6SN7 based Pre-Amplifier


I enjoy my 6SN7 based Counterpoint SA-11 pre-amplifier for years. Now I am looking a 6SN7 based pre-amplifer at more manageable size for my second system. The other equipments are

1. Source - Resolution CD-55
2. Power Amplifier - Counterpoint NP-100
3. Speaker - Opera Mezza
4. Interconnect cable - Silver Audio Appasionata
5 Speaker cable - Silver Audio Symphony 48
4. Music - 75% classical 15% new age 10% jazz
5. Room Size - 12 x 15 x 9

Candidates

1. AES AE-3
2. Consonance Cyber 222
3. Ming DA MC-2A3
4. Cary SLP-98

For the owners of these gears, could you share your experiences? Espeically, the Ming Da and Consonance pre-amplifers.

Of course, I am open for other suggestions.

Happy Listening.

Otto
yu11375
Mr Wu, are you mixing the 6sn7's? Maybe two grey glass and the short bottle Sylvania?

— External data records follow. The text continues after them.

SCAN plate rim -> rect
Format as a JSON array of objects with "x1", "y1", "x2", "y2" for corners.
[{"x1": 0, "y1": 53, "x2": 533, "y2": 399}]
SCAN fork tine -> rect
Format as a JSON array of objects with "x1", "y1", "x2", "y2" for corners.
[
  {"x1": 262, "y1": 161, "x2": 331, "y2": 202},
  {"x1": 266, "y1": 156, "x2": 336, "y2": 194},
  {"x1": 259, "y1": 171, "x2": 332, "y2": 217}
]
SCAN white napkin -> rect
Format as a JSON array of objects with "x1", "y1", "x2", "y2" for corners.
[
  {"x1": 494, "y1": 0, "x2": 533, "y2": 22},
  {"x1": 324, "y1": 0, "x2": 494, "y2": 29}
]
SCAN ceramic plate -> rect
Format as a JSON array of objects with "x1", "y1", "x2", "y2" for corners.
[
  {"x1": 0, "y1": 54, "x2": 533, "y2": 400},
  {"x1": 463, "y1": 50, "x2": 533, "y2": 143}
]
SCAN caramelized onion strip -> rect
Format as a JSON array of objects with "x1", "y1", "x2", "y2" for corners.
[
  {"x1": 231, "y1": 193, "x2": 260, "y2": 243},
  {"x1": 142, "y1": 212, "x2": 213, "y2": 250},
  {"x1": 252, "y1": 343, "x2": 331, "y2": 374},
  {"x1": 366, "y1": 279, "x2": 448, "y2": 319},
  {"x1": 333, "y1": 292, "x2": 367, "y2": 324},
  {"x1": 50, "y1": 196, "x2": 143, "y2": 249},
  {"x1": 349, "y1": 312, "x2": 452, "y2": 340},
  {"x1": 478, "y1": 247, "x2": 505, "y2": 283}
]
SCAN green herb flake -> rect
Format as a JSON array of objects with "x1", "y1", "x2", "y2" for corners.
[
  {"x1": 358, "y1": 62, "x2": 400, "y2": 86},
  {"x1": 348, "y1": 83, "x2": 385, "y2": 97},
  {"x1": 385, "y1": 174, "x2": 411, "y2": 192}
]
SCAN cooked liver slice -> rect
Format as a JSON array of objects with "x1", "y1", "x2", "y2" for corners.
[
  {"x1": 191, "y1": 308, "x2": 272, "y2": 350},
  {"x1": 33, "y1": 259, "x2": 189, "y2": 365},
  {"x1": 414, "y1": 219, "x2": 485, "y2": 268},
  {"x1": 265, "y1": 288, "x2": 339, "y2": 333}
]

Otto, if you have not done anything yet you may want to wait until Mr. Wu gets done evaluating. I love mine though if that helps.
Tried the stubby Syl chrome top in the regulator and RCA smoke for the input/gain stage 6SN7s. Sounds OK but top end is colored (there's a frequency in the mid high thats recessed and a little above that its pronounced).
I think tube-rolling among these competent NOS tubes (not EH not Sovtek not Shuguang) will only give a different flavor but wont contribute to night and day improvement or fix a "problem".
I'm happy with my smoke-glass regulator and CBS combo for now as the new coupling / output caps settle in.
Bass is still lethargic (not nearly as bad as the SLP98P I owned a year ago). I strongly suspect its the 0NFB design.
Found 2 major design flaws of the Ming Da:
1. Filament power supply in series, 2 supplies, one shared between 2 6SN7 and the other among 3 6922, non regulated.
Be prepared for it to sound good one day and bad on another.
2. Grid resistor from 6SN7 stage to 6922 stage is 1/10 of what it should be. In the unit and the schematic there is a 220Ohm resistor but with that you'd have to have a 6SN7 and the middle 6922 to perfectly jive with each other to avoid a high frequency oscillation which sometimes has the side effect of inducing a pronounced hum as if grounding is not proper.
This is why this preamp is both a tube-roller's dream AND nightmare.
Took me a while to figure it out. Swap in a 2-5k resistor and all is well.